Early in November 4C’s director Ed Maibach attended the Pontifical Academy of Sciences Workshop on climate change, air pollution and human health. The Academy, after the workshop, issued a declaration calling for a series of solutions to the health harms caused by air pollution and climate change and calling on health professionals to “play a leadership role in advocating for these solutions …to avert a sustained worldwide public health disaster.” It argues these health professionals “must convince the world’s leaders to double their carbon pollution reduction commitments.” The declaration lists 12 solutions to health harms caused by climate change.

GMU’s 4Cs says about the call for action: “Efforts are already underway in many nations to activate health professionals as advocates for climate and health. These include the work of the Climate and Health Alliance (Australia), the Canadian Association of Physicians for the Environment, the UK Health Alliance on Climate Change, the US Climate and Health Alliance, the U.S Medical Society Consortium for Climate and Health, and in the EU, the Health & Environment Alliance.

“At the global level, the Global Climate and Health Alliance is working to tackle climate change and protect and promote public health, and Health Care Without Harm is working to transform hospitals and health systems worldwide so that they reduce their environmental footprint, and become anchors for sustainability and leaders in the global movement for environmental health and justice.”

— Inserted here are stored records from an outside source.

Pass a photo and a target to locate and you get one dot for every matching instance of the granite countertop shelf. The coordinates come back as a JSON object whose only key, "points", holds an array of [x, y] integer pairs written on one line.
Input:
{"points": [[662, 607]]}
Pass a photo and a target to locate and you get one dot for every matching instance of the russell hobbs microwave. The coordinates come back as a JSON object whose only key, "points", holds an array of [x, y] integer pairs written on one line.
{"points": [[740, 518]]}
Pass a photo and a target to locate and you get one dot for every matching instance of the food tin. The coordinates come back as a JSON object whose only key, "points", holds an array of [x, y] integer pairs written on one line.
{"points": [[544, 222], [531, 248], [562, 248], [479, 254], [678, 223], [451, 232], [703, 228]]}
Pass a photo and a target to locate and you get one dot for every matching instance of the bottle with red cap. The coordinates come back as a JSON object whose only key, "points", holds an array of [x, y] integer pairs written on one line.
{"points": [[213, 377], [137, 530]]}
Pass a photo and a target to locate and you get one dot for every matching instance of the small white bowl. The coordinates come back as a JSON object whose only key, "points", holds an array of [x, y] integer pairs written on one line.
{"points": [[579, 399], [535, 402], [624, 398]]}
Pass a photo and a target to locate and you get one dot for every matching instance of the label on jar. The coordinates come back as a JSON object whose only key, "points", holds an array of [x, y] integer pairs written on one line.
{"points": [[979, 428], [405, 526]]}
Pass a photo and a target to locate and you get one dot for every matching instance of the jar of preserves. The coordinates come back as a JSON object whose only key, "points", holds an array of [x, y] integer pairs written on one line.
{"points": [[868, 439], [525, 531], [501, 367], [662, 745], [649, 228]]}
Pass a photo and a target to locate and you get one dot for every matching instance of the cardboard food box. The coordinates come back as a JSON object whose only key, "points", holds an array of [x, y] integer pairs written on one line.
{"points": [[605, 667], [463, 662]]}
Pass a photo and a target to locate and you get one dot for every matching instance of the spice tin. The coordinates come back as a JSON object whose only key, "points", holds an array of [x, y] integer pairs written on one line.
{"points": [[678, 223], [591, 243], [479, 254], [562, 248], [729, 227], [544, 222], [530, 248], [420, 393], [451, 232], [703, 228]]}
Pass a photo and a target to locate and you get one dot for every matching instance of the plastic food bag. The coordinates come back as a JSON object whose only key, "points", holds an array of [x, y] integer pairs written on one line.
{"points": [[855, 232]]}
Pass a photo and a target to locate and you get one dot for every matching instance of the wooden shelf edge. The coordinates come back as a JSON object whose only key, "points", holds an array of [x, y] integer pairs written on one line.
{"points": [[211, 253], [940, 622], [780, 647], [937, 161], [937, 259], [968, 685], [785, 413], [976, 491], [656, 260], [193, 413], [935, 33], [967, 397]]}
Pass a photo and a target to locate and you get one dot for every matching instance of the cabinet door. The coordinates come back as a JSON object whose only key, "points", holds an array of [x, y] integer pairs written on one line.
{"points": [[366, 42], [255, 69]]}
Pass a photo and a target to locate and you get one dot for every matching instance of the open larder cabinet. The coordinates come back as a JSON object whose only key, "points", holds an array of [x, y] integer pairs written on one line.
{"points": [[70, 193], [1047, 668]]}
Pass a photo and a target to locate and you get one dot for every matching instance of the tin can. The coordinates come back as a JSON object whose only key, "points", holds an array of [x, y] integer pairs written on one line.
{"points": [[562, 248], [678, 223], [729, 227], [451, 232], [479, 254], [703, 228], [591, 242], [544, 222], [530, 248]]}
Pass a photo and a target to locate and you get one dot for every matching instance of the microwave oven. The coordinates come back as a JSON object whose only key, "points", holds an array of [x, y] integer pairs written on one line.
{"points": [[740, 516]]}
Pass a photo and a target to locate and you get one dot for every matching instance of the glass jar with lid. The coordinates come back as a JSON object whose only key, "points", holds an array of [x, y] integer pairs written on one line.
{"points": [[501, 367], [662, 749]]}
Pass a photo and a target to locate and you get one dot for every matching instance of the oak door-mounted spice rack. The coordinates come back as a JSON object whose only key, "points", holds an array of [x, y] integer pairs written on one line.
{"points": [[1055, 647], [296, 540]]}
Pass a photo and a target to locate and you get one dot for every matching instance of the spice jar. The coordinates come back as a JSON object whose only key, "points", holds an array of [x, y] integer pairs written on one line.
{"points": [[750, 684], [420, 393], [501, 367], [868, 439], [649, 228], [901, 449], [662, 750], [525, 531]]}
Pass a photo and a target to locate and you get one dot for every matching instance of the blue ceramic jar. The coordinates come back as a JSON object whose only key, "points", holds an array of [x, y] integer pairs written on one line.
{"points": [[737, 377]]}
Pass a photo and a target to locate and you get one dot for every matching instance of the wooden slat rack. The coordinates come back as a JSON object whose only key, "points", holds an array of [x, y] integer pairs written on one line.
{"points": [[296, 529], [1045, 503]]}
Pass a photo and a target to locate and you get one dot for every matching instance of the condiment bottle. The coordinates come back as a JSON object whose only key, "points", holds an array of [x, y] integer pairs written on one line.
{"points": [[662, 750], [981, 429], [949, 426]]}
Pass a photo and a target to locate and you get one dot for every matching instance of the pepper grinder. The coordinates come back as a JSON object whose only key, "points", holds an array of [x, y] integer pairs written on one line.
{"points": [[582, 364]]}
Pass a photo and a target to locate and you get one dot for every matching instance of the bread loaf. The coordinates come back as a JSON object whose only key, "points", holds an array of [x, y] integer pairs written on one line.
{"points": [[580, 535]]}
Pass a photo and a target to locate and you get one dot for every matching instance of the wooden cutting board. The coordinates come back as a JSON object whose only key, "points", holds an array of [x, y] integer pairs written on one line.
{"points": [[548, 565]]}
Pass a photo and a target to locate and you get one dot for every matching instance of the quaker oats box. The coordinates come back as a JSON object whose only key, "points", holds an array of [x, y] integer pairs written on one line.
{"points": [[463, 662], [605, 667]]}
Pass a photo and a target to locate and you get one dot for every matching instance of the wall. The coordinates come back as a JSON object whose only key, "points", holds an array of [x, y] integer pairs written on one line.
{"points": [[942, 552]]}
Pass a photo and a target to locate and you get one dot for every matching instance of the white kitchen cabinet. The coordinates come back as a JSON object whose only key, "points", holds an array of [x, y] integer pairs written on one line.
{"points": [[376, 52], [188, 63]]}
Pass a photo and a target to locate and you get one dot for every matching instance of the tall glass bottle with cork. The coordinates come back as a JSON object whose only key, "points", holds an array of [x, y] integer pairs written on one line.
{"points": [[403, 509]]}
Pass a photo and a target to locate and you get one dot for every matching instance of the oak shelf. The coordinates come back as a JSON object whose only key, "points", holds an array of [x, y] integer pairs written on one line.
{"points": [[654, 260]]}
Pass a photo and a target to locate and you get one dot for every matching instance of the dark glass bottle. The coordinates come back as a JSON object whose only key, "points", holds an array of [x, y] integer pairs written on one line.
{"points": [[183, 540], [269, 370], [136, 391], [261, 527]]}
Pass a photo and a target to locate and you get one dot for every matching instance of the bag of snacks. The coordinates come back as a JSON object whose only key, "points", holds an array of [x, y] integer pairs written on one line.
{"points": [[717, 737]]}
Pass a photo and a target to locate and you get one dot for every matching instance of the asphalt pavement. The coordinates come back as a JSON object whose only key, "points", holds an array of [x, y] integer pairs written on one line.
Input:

The blog caught up with Ed Maibach in Washington just before Ed left for Rome. Talking about the campaign Ed said he even had a slogan for it – suggested by his son. The blog (old sub editors can’t help it) tactlessly couldn’t resist suggesting an edit. Ed preferred his son’s version.

But whatever branding eventually gets adopted there is no doubt that if you were planning to recruit third party endorsers it would be hard to go past the world’s health professionals and the current Pope. The current Pope, nevertheless, seems to have little traction with many of our most prominent lay Catholics and clerics. Tony Abbott is only the most high profile example of climate denial calling it “crap”. And his confessor, Cardinal George Pell, apparently feels the same. However, George may have some other things on his mind at present.